The report, prepared with input from more than 300 scientists, is required every four years by law. But prior administrations have sometimes taken a pass, and this is only the third report to be released.

"The personal level is that everybody can look out their window and see something about their climate that has changed over the last 5, 10, or 15 years," Gary Yohe, a professor of economics and environmental studies at Wesleyan University in Middletown, Conn., and a lead author of the report, told NBC News.

Some people notice that birds arrive in their backyards earlier each spring, he said. Others cite more pollen in the air or more frequent downpours and storm surges, or more intense heat waves.

Hayhoe noted that the impacts of climate change depend on location. In the Northeast, for example, the frequency of heavy precipitation events has increased by 71 percent. On the opposite side of the country, drought is becoming a serious concern. "There is no one-size-fits all here on why we need to be worried about climate change," she said.

Nor, she added, is it straight-forward to tease out the climate change signal from impacts such as heavy downpours, or heat waves and droughts. Rather, "we have a changing climate overlaid with natural weather patterns and natural patterns of variability," she said.

Preparing for the future

"Some changes can be beneficial over the short run, such as a longer growing season in some regions and a longer shipping season on the Great Lakes," reads the report's overview. "But many more are detrimental, largely because our society and its infrastructure were designed for the climate that we have had, not the rapidly changing climate we now have and can expect in the future."

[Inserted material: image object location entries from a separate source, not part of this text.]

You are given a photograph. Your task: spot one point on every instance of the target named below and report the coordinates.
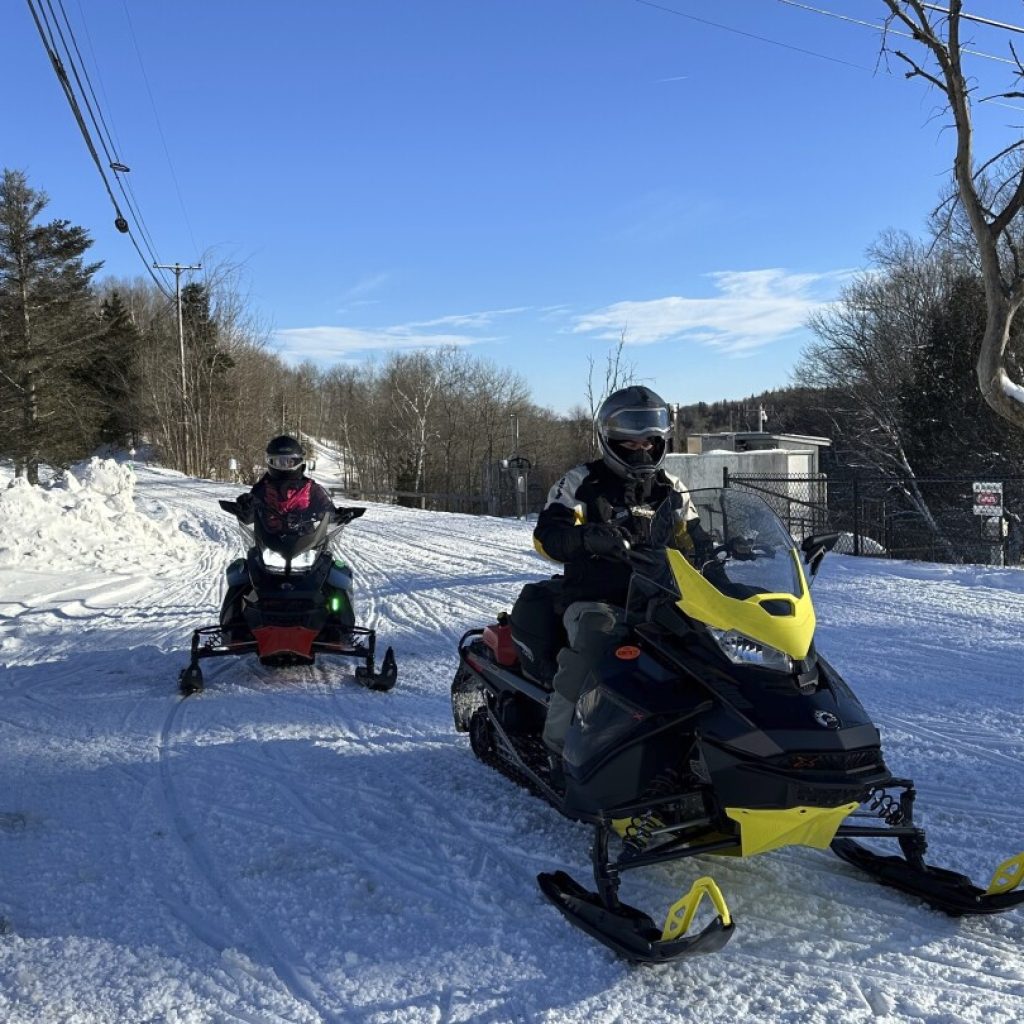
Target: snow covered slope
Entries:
(288, 847)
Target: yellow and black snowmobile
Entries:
(715, 728)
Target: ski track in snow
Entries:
(290, 847)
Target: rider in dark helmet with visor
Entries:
(285, 487)
(592, 515)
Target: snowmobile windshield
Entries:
(744, 583)
(752, 552)
(294, 538)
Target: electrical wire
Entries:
(893, 32)
(117, 165)
(160, 128)
(99, 124)
(46, 34)
(751, 35)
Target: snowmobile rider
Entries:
(284, 487)
(592, 515)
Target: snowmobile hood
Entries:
(781, 620)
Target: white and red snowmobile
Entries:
(290, 599)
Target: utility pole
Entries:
(178, 268)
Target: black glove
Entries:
(343, 515)
(245, 504)
(741, 549)
(604, 542)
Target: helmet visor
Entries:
(627, 424)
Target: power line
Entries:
(160, 128)
(50, 45)
(894, 32)
(975, 17)
(98, 122)
(751, 35)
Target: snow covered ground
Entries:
(288, 847)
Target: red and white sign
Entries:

"The report also talks very clearly about how there are many opportunities to reduce the vulnerability to climate change, to make sure that we adapt successfully to reduce the impact that we are having on climate and at the same time benefit the economy, benefit national security and benefit our own health," Hayhoe said.

For example, communities can decide to invest money in a new wind farm instead of a new coal fired power plant to generate electricity, and in turn eliminate the release of carbon dioxide, the key planet-warming gas. Given that a power plant lasts for about 30 years, such a decision has real impacts, she said.

The messages in the report on ways people can adapt to climate change and, in turn, lessen the impacts from a changing climate are particularly welcome, according to Lisa Dilling, a fellow of the Center for Science and Technology Policy Research at the University of Colorado at Boulder, who was a review editor of the report.

"There is a need for society to better adapt to climate variability and climate change right now," Dilling said in an email to NBC News. "And many decisions can be made to lessen the impacts of extremes and other climate events." For example, investments in carbon-free sources of energy such as solar power, she noted, can help society move past its reliance on fossil fuel sources of energy.